Fortunately, there still appears to be enough gold in sight to encourage investment and innovation in wireless at nearly every step of the value chain. Airgo Networks, a start-up in Palo Alto, Calif., is looking to innovate within the 802.11 standard. The company recently began sampling its AGN100 Wi-Fi chipset. The system relies on a smart-antenna signal-processing design called MIMO, originated at Stanford University by the company's principals. The technology promises dramatic improvements in range, throughput and reliability. In a market of me-too silicon, it's nice to see something different.

It's not yet clear whether the performance enhancements are much different from other proprietary channel-aggregation features that theoretically double 11a/11g performance to 108 Mbps. (You're actually lucky to get a 20 percent increase in throughput.) But the new product's range benefits may draw significant interest. While I've long promoted the benefits of short-range wireless systems, which diminish contention and facilitate channel reuse, there's no question that the range limitations of today's WLAN offerings constrain the market for many emerging and appealing high-bandwidth wireless applications, like video.

Although Airgo's performance enhancements are proprietary (the company reportedly plans to submit them for consideration as a standard), its new antenna design is an example of innovation within the 802.11 standard. The company is not altering the PHY or MAC designs; instead, it's just taking advantage of improvements in signal processing and RF antenna technologies and applying them to wireless networks.
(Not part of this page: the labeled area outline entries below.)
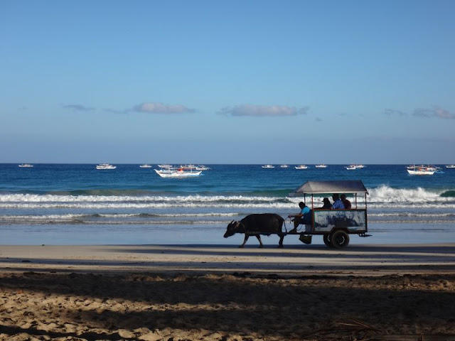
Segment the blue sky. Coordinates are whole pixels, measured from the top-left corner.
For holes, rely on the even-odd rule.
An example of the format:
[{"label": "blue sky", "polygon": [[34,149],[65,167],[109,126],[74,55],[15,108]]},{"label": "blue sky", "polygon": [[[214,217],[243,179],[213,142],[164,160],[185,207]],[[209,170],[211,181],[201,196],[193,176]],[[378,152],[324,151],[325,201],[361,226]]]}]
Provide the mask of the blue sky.
[{"label": "blue sky", "polygon": [[0,162],[455,163],[455,1],[0,1]]}]

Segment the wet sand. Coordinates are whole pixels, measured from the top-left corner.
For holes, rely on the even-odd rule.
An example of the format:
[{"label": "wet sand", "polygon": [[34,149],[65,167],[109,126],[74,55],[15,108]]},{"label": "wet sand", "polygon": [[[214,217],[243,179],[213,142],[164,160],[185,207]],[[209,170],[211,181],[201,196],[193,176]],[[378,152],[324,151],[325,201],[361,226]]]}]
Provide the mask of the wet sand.
[{"label": "wet sand", "polygon": [[0,246],[0,340],[455,340],[455,244]]}]

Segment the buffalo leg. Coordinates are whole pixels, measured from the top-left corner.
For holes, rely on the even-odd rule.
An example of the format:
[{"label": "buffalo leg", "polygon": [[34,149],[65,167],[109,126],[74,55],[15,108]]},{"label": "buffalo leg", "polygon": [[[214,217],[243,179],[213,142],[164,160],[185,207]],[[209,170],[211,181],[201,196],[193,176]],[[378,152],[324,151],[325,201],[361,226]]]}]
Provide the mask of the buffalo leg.
[{"label": "buffalo leg", "polygon": [[278,242],[278,247],[283,247],[283,239],[284,239],[284,234],[278,234],[279,236],[279,242]]},{"label": "buffalo leg", "polygon": [[256,234],[256,238],[259,240],[259,247],[264,247],[264,244],[262,244],[262,241],[261,240],[260,234]]},{"label": "buffalo leg", "polygon": [[247,240],[248,240],[249,237],[250,237],[250,236],[245,233],[245,239],[243,239],[243,244],[242,245],[240,245],[239,247],[245,247],[245,244],[247,244]]}]

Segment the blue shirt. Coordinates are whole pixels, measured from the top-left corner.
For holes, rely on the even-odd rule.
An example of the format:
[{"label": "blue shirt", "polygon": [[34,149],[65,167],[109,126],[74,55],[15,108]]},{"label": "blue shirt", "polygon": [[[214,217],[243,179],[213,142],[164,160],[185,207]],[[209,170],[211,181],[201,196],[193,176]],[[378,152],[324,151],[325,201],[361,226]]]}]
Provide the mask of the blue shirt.
[{"label": "blue shirt", "polygon": [[305,206],[304,208],[301,209],[301,212],[300,213],[301,213],[301,215],[303,215],[305,213],[309,213],[309,212],[310,212],[310,207],[309,207],[308,206]]},{"label": "blue shirt", "polygon": [[343,208],[343,209],[344,209],[344,204],[341,201],[341,199],[338,199],[335,202],[333,202],[333,205],[332,205],[332,210],[336,209],[336,208]]}]

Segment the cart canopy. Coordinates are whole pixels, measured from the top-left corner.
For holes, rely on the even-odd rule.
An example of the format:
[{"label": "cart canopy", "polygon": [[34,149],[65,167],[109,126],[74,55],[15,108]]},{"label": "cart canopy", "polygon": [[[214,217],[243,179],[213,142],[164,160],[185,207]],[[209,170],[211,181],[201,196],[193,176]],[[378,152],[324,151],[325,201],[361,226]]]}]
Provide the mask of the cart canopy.
[{"label": "cart canopy", "polygon": [[299,197],[305,194],[326,193],[362,193],[368,194],[368,191],[360,180],[346,180],[341,181],[307,181],[289,194],[289,197]]}]

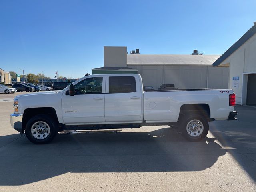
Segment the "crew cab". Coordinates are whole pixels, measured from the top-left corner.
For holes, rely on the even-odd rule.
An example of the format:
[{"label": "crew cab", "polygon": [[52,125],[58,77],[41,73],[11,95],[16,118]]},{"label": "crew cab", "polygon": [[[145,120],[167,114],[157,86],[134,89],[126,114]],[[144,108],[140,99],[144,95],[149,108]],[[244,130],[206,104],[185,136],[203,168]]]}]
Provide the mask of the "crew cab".
[{"label": "crew cab", "polygon": [[143,91],[137,74],[86,76],[62,91],[31,93],[14,99],[12,127],[37,144],[58,132],[177,126],[191,141],[205,138],[208,122],[235,120],[231,89]]}]

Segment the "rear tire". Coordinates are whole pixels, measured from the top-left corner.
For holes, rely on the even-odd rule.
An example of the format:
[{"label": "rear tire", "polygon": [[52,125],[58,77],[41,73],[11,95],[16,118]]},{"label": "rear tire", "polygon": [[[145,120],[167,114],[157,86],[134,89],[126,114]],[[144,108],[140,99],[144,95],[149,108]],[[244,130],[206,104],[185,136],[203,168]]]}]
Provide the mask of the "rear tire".
[{"label": "rear tire", "polygon": [[27,122],[25,133],[30,141],[35,144],[46,144],[58,133],[56,121],[48,115],[38,115]]},{"label": "rear tire", "polygon": [[200,114],[187,114],[182,118],[180,129],[183,136],[190,141],[198,141],[208,134],[209,124]]}]

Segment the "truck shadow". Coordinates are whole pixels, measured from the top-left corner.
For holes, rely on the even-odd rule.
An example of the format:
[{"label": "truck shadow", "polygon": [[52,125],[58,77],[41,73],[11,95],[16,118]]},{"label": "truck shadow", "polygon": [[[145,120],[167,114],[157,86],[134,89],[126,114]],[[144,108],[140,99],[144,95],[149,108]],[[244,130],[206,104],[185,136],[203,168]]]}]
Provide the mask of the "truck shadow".
[{"label": "truck shadow", "polygon": [[0,185],[25,184],[69,172],[200,171],[226,154],[214,138],[188,142],[168,126],[150,132],[131,130],[61,133],[43,145],[24,136],[0,148]]}]

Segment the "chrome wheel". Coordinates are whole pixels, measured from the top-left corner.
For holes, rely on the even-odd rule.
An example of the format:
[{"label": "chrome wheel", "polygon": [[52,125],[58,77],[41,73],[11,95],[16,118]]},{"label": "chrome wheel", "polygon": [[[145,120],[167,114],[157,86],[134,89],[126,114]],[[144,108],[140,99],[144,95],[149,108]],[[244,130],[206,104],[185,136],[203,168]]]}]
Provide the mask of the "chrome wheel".
[{"label": "chrome wheel", "polygon": [[191,120],[187,124],[186,127],[187,132],[192,137],[197,137],[200,136],[204,131],[203,124],[197,119]]},{"label": "chrome wheel", "polygon": [[44,121],[37,121],[31,126],[31,132],[35,138],[38,139],[44,139],[50,134],[50,126]]}]

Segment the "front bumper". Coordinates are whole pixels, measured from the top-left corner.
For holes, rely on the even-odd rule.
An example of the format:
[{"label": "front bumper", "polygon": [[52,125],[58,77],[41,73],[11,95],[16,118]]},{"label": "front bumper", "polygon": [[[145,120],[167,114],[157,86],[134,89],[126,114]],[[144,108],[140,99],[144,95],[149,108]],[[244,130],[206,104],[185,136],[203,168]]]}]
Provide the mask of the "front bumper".
[{"label": "front bumper", "polygon": [[22,129],[23,114],[13,113],[10,115],[10,121],[12,128],[20,132],[20,134],[24,133]]},{"label": "front bumper", "polygon": [[229,115],[227,121],[232,121],[232,120],[236,120],[237,118],[235,117],[237,115],[237,112],[236,111],[231,111],[229,112]]}]

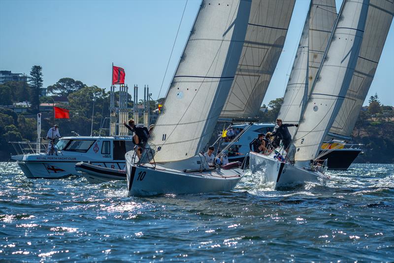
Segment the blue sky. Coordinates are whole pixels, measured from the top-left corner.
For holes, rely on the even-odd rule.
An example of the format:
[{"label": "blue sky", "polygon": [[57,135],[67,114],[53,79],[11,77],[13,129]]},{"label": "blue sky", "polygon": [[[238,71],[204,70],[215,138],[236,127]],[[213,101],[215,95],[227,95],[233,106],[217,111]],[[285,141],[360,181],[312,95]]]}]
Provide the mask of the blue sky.
[{"label": "blue sky", "polygon": [[[32,66],[39,65],[44,86],[69,77],[108,89],[113,62],[125,69],[129,87],[148,84],[156,99],[185,2],[0,0],[0,70],[28,74]],[[341,2],[336,0],[337,9]],[[199,4],[199,0],[187,2],[161,97],[165,95]],[[263,103],[283,96],[309,4],[309,0],[296,1]],[[391,106],[394,27],[392,23],[367,97],[377,92],[382,103]]]}]

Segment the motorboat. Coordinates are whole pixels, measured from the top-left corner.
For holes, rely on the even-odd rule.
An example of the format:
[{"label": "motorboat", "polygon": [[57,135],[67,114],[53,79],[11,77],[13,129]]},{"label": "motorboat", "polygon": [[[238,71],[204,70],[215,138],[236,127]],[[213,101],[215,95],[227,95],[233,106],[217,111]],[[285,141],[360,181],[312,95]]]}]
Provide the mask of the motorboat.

One key question about the technology relates to how much the benefit is reduced when one end of the connection is Airgo and the other end uses Atheros, Broadcom or Atmel chipsets. It's highly likely that the system is optimized for Airgo on both ends. For some applications, such as wireless home-entertainment systems, this quasiproprietary approach is acceptable, so long as costs stay low. But if this technology proves valuable for wireless business applications, you know what everyone will be asking: Can we find a way to standardize this technology?